We are designing an application to enable full-text query and display of documents encoded in Unicode. The target language is classical Greek containing lots of weird accent marks, etc. The documents have to be encoded in a flavor of XML used by most universities for text markup called TEI (Text Encoding Initiative). Document metadata, title, author, and so on, are included in the xml file along with the text of a given document.
What database strategy should I use to best enable (a) full-text search of the unicode, (b) routine meta-data searches by author, title, etc., both of which would allow for multiple views of the same xml document--either, for example, display of the entire document, or simply a list of authors, titles, etc.?
The choice seems to lie between,
Relational database in combination with a full-text search engine like Jarkarta Lucene...
An embedded xml database such as Tamino or Exist.
I am more familiar, and comfortable with option #1. The xml-encoded document would be stored in a single database column, and the title, author, and other metadata information would be reduplicated in adjacent database columns or perhaps in other tables, etc. We have prototyped a unicode full-text searcher in Lucene.
But there are problems with this. Reduplicating the data in additional columns is clumsy, and for proper searching in Lucene the text data would either have to be stripped out of the xml to begin with, or else cumbersome filters would have to be written to strip out the xml on the fly.
The altnative, it seems to me, is to use one of the new xml databases. These would allow, supposedly, for xml-based queries of the full-text unicode as well as of the metadata, and would store XMl documents one by one, with no mapping required. I am less familiar with these, however. I do not much much about their query languages or much about their performance and flexibility. It seems I would always be dealing with xml formatted data, instead of simple strings, which would require xml parsing even for simple kinds of data.
So, which do you think is the best? 1. breakdown of xml into relation model? 2. use of some kind of additional xml-query functionality to access the xml document in the relational column (Oracle, I think, provides something like this ability)? 3. use an xml embedded database to the exclusion of the relational database model?
Huge thanks in advance for any comments or opinions you might have to offer!

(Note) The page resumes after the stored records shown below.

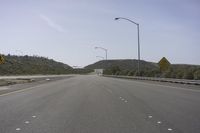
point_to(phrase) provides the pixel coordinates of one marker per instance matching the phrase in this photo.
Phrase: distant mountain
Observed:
(20, 65)
(124, 64)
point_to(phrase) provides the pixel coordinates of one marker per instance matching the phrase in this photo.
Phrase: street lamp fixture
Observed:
(100, 57)
(138, 30)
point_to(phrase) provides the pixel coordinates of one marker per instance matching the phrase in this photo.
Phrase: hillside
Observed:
(17, 65)
(125, 64)
(149, 69)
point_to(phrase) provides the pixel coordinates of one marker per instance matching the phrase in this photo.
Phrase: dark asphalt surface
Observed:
(92, 104)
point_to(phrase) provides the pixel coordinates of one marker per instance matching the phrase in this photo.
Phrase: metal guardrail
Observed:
(180, 81)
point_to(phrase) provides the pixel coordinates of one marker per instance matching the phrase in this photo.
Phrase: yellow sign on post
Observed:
(1, 59)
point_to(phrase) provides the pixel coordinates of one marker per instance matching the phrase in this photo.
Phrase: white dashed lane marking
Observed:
(27, 122)
(18, 129)
(159, 122)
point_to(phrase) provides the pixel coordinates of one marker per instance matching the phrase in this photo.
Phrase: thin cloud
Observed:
(51, 23)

Have you considered keeping your documentation in XML file format and using a collection builing tool like Verity? I've worked on some Content Management systems where this was the route we took. Verity (substitue in any other simmilar product here, but Verity is the only one I am familiar with so I'll just refer to it) is a specialist product for searchable collection building. The advantages are that your don't have to put anything in a Database, something which doesn't make sense anyway. Your docs contain their own meta-data, so what do you gain by repeating it elsewhere? And of course defining it in two places means there is a synchronization headache too. Also searching a Verity collection can be much more perforant than searching a DB (especially if your Relational model were relatively complex). [ January 17, 2005: Message edited by: Paul Sturrock ]

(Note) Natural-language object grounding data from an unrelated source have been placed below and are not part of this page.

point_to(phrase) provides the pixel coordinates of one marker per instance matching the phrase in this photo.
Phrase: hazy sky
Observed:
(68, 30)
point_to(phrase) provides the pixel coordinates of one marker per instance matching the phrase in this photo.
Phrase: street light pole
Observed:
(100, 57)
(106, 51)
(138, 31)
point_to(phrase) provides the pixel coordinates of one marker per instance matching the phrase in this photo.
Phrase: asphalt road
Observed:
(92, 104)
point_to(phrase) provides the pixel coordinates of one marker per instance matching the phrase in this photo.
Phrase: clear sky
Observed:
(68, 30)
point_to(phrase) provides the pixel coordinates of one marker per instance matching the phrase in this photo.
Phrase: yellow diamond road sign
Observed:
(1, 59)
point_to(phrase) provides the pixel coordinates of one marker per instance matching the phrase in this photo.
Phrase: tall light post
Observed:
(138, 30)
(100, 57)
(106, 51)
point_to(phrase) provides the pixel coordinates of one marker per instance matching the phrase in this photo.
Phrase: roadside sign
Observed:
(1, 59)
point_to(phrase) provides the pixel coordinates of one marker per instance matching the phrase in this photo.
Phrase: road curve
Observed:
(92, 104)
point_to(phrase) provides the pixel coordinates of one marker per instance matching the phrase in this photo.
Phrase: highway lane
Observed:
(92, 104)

Verity sounds pretty interesting. Thanks much for the input.
Here are three questions about Verity: (1) does it offer a a set of Java interfaces such that I could integrate it within a larger application including, say, a web-service and a Swing GUI interface? (2) does it handle unicode searches of tagged xml data; (3) might I,as a member of an academic project based at a University (Oxford in the UK) be able to obtain it for free or for a reduced cost?
As an example of 2, an example of a greed word tagged in our system. We are putting on certain Greek texts that are tattered and fragmentary, and so tagged with various markings that show where the manuscript cannot be read. Here's an example, using an English phrase, "This is a word in the text" to demonstrate the general point. Assume that the last part of the word "word" is damaged in the manuscript and had to be guessed:
<line-segment>This is a w> <editors-guess>ord </editors-guess> <line-segment>in the text.</line-segment>
In this example, the <editors-guess> tag would be replaced, by XSLT, to render a display of "This is a w[ord] in the text."

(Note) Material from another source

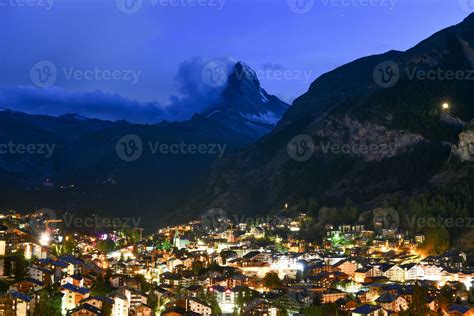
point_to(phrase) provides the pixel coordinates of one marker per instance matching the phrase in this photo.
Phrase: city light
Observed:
(45, 239)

Could verity manage such a search? The alternative, clumsy for the reasons I have mentioned but nevertheless functional, is to use Lucene with filters that strip out either all the <editors-guess> xml or else, in the finished text, the "[" and "]" enabling a search on "word"
Great project. What you are describing sounds like either A) a full-text database application, or B) a full-text search of filesystem data. Either of these would work depending on one or multiple concurrent clients. Either of these would perform depending on building & storing indexes for the search.
Filtering text CDATA from XML is easy to code, but you're correct that this would be inefficient to process repeatedly. Either DBMS or filesystem approach should manage this process so as to perform it only once upon document loading/ modification.
The Database option does have advantages in allowing concurrent access & maintenance of the document library. Separate columns (CLOB or BLOB) would store the XML version and perhaps also the 'stripped' plain text, but the main requirement would be storage of Lucene's index data. The issue here would be concurrent access and whether index data could be stored/ updated by document chunks, or as one monolithic central index (more difficult for concurrent updates).
I'm not sure what the advantages of an XML database would be as text-search is the particular challenge and XML databases wouldn't offer any extra help in this regard.